Inspecting Results in QGIS

When geojson_path is set, build-balanced-dataset writes a GeoJSON where each feature is a patch polygon with sampler_weight, freq_cluster_id, uniqueness_score, and excluded as properties.

Load it in QGIS with Layer → Add Layer → Add Vector Layer, then style by sampler_weight (graduated color) to visually inspect which patches the sampler will favour.

Requires shapely:

pip install shapely

Performance Notes for Large Datasets

For datasets with N > 50 000 patches, the kNN step (compute_uniqueness) dominates runtime in mode: embeddings.

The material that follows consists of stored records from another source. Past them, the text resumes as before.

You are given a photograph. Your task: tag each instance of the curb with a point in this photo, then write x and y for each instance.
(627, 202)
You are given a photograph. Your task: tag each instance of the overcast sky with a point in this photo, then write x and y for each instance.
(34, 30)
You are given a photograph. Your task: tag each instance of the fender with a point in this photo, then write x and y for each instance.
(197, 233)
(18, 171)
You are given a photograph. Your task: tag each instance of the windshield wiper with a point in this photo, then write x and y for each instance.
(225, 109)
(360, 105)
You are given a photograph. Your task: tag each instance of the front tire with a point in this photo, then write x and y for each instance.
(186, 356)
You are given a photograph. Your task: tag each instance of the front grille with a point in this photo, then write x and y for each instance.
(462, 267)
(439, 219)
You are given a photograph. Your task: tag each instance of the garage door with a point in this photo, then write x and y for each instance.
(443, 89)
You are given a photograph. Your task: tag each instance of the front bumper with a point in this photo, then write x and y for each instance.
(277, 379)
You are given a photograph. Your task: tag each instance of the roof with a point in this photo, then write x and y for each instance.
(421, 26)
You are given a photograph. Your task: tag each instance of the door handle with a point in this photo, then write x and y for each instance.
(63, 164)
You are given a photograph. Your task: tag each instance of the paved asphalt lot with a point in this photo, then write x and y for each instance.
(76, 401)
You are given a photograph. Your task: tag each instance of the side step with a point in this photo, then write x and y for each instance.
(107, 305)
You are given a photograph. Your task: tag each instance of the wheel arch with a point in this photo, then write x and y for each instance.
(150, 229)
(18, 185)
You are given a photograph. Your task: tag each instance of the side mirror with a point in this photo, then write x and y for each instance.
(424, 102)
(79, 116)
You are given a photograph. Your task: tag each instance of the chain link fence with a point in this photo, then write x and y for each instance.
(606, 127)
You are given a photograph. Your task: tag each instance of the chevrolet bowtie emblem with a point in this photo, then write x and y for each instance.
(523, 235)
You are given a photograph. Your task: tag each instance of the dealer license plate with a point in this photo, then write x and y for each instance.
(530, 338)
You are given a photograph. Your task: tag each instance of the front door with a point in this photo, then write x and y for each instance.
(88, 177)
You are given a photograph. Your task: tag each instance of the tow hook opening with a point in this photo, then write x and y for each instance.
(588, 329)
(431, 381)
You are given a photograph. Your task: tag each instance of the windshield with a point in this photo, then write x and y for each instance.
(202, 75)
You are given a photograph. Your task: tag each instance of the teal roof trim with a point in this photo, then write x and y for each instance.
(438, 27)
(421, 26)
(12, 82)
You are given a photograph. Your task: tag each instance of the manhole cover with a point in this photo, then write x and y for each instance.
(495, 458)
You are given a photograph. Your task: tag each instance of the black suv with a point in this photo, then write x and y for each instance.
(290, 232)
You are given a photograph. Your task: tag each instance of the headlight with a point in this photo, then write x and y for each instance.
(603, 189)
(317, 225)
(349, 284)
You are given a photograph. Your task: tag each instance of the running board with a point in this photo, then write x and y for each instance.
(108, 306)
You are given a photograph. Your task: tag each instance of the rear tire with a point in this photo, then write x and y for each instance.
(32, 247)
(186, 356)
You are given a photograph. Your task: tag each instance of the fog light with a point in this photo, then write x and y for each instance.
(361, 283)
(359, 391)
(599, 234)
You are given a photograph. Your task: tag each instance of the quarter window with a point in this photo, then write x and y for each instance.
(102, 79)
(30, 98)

BackendComplexityN=155k, D=768Install
sklearn (default)O(N²D), multi-core~2-4 min
faissO(N²D), BLAS+SIMD~1-3 minpip install faiss-cpu
hnsw (recommended)O(N log N)~10-30 secpip install hnswlib

Switch backend in the YAML:

uniqueness:
k_neighbors: 5
backend: hnsw

DINOv2 embedding extraction time depends on GPU availability. With use_gpu: false and batch_size: 32, expect ~10-30 minutes for 155k patches on a modern CPU. Embeddings are cached to parquet_path — subsequent runs skip extraction entirely.


Next Step — CoreSet Selection

build-balanced-dataset produces weights for the full pool. When compute budget requires training on only 30–50% of patches, pass balanced_dataset.csv to select-coreset to identify the most informative subset before training:

pytorch-smt-tools select-coreset conf/examples/coreset_local.yaml

See CoreSet Selection for the six selection methods, GPU acceleration, spatial diversity flags, and sampler weight integration.